Civ. 23 mai 1995 – Caractère déterminé de l’objet de la location

FAITS :  Un convention intitulée « accord de création d’un point de club vidéo » a été passée avec une société, prévoyant que celle-ci donne en location pour 12 mois 200 vidéos à sa locataire, afin qu’elle puisse les proposer en location à sa clientèle.

PROCÉDURE ET PRÉTENTIONS DES PARTIES : Le contrat ne mentionnait pas les titres des films mais uniquement leur genre, de sorte que la détermination de l’objet de la location était laissée à la seule volonté du bailleur.

La Cour d’appel a alors annulé le contrat conclu entre les parties au motif que celui ci ne portait pas une objet déterminé.

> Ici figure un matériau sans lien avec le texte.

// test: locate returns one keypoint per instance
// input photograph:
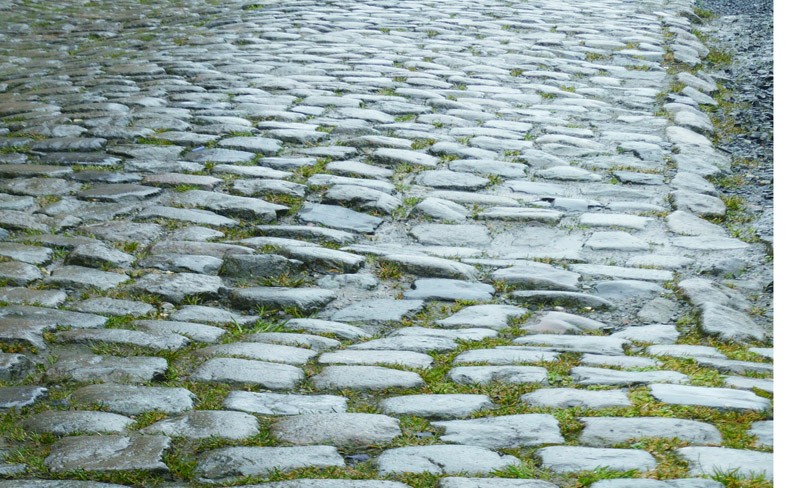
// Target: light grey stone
(722, 398)
(112, 369)
(488, 316)
(729, 324)
(159, 342)
(655, 334)
(112, 306)
(585, 344)
(339, 218)
(562, 298)
(274, 353)
(585, 375)
(78, 277)
(442, 459)
(538, 276)
(14, 366)
(365, 378)
(78, 422)
(315, 342)
(244, 371)
(304, 299)
(493, 483)
(352, 357)
(339, 429)
(506, 355)
(177, 286)
(763, 432)
(712, 460)
(569, 459)
(378, 310)
(610, 431)
(466, 375)
(503, 432)
(196, 332)
(201, 424)
(231, 462)
(616, 241)
(436, 406)
(572, 397)
(133, 400)
(344, 331)
(448, 290)
(21, 396)
(281, 404)
(109, 453)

Un pourvoi a alors été formé en cassation, faisait valoir que le contrat stipulait au profit du locataire « une possibilité d’échange gratuit dans le cadre des besoins spécifiques à chaque point de club,  à concurrence de la totalité du nombre des cassettes mises en place, à la demande du client « .

De ce fait la désignation de l’objet du contrat était déterminé quant à l’espèce et à la quantité, et que son
identification dépendait, pour le surplus, de la
volonté du locataire, et non du bailleur.

PROBLÈME DE DROIT : L’objet du contrat est-il déterminé lorsque la convention ne désigne pas la chose objet de la location,  mais qu’une clause en permet l’échange gratuit dans le cadre des besoins du locataire ?

SOLUTION : La Cour de cassation répond par l’affirmative et casse l’arrêt rendu en appel. Elle dispose que la désignation de l’objet du contrat était bien déterminé quant à l’espèce et à la quantité, et que son identification dépendait, pour le surplus, de la
volonté du locataire, et non du bailleur.